Meeting explores need for new schoolCurrent schools at capacity, officials say
The first public meeting held to explain the need for a new elementary school in the Cape Henlopen School District brought forth a discussion on whether retirees or young families are moving to the area.
“I know for a fact young families move here for the quality of life and the schools,” said Karen Falk, who moved to the area herself because of a strong school system for her children. “They commute to jobs elsewhere, but live here with their families.”
School board candidate Robert Bennett said he is a commuter who has chosen to live here with his family.
“I drive 90 miles, and my kids have a good education,” he said.
Local radio show host Jake Smith said he questioned whether young families are moving to the area, especially when the governor and state agencies have proclaimed the area's growth is coming from an elderly population.
That may be true, said board member Roni Posner, but an aging population attracts young medical and healthcare professionals to care for senior citizens living in the area. And those young professionals often bring young families to locate in the area, she said.
“We need quality schools to attract quality service providers to come to our district,” Posner said.
To accommodate a growing student population, Cape Henlopen School District is holding a referendum Wednesday, April 2, asking residents to approve a new 720-student elementary school.
If the referendum is approved, Cape residents would pay a 27-cent increase on their property tax rate to help pay for the $31 million project. The state has agreed to pay 60 percent of the total construction costs, leaving residents about $11 million to pay. Of the 27-cent increase, residents would pay 10 cents per $100 of assessed property for capital improvement costs, and another 17 cents for operating expenses. The 10-cent increase would expire after 30 years; the 17 cents would be a permanent tax increase, officials said.
An average district home is assessed at $21,546, which means a resident would pay $59 more a year in 2017 when the full tax increase would go into effect.

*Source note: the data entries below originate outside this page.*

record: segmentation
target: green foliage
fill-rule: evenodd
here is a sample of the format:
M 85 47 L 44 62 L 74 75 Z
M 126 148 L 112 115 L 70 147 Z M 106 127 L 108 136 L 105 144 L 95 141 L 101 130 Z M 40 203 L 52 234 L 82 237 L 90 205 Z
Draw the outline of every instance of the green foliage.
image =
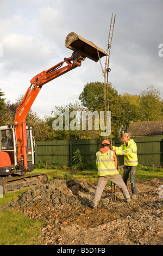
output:
M 117 90 L 109 83 L 107 88 L 109 108 L 111 111 L 111 135 L 112 137 L 121 137 L 122 133 L 127 131 L 131 122 L 161 121 L 163 120 L 163 100 L 160 92 L 152 85 L 148 86 L 139 95 L 123 93 L 120 95 Z M 10 122 L 12 124 L 16 110 L 23 95 L 20 95 L 15 102 L 5 101 L 4 93 L 0 89 L 0 126 Z M 62 106 L 54 106 L 49 116 L 40 118 L 37 113 L 30 109 L 26 117 L 27 125 L 33 126 L 36 131 L 36 141 L 52 141 L 56 139 L 77 139 L 83 138 L 99 138 L 100 130 L 82 130 L 82 114 L 83 111 L 100 111 L 105 110 L 104 83 L 99 82 L 87 83 L 83 91 L 79 96 L 82 103 L 76 102 Z M 108 103 L 108 102 L 106 102 Z M 107 104 L 106 104 L 107 105 Z M 68 108 L 69 115 L 73 111 L 78 112 L 78 116 L 69 116 L 69 127 L 74 121 L 74 129 L 65 130 L 65 111 Z M 63 118 L 63 129 L 54 130 L 53 122 L 57 119 L 56 113 Z M 74 121 L 76 120 L 76 121 Z M 99 124 L 100 125 L 100 124 Z M 99 125 L 100 126 L 100 125 Z
M 39 163 L 35 164 L 34 167 L 37 169 L 55 169 L 58 168 L 59 163 L 57 162 L 52 164 L 48 163 L 48 160 L 50 157 L 46 157 L 44 160 L 39 161 Z
M 0 212 L 1 245 L 34 245 L 42 222 L 16 211 Z
M 76 151 L 73 153 L 73 156 L 72 157 L 72 160 L 74 163 L 73 168 L 83 169 L 84 166 L 83 163 L 84 157 L 82 156 L 79 149 L 77 149 Z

Senior citizens 65 years or older are eligible for a 50 percent savings on their property taxes up to $500.
A University of Delaware population study has tracked student enrollment since 1998. Nearly 500 more students have enrolled in Cape schools since 2010 for a current total of 5,111.

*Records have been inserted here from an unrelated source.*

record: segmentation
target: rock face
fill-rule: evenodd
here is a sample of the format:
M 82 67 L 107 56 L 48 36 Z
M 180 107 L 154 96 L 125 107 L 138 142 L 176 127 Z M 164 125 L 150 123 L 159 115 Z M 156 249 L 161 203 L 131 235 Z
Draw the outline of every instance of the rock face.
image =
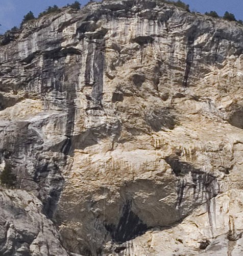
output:
M 106 1 L 9 41 L 1 255 L 243 254 L 242 26 Z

Director of Administrative Services Brian Bassett said those numbers are not made up. “These aren't invisible kids,” he said. “It's not a one-year spike, which is going to decline.”
More than a dozen modular buildings now dot district school campuses to accommodate an overflow of students who can no longer be served with the confines of a building.
“These trailers and outbuildings are a safety concern for me,” said board member Jen Burton.
School board candidate Alison Myers, who has children in the district, said she knows about the crowded conditions first hand. “This is a need right now … even if we don't get another student,” she said.
The new school is proposed on a 25-acre parcel across Route 24 from Beacon Middle School.
Rehoboth Beach resident Mable Granke said while she likes the idea of a new school, the district must make sure the Department of Transportation commits to road improvements on Route 24 before the school is built.
“If you do not have DelDOT nailed down to improve that section of Route 24, then you're putting those children in danger,” she said. “DelDOT is not trustworthy.”
The Cape Henlopen school district will hold three more community meetings to help explain the upcoming referendum.
The remaining meetings will be held starting at 6 p.m., Wednesday, March, 19, at Milton Elementary School; Monday, March, 24, at Cape Henlopen High School; and Tuesday, March, 25, at Beacon Middle School.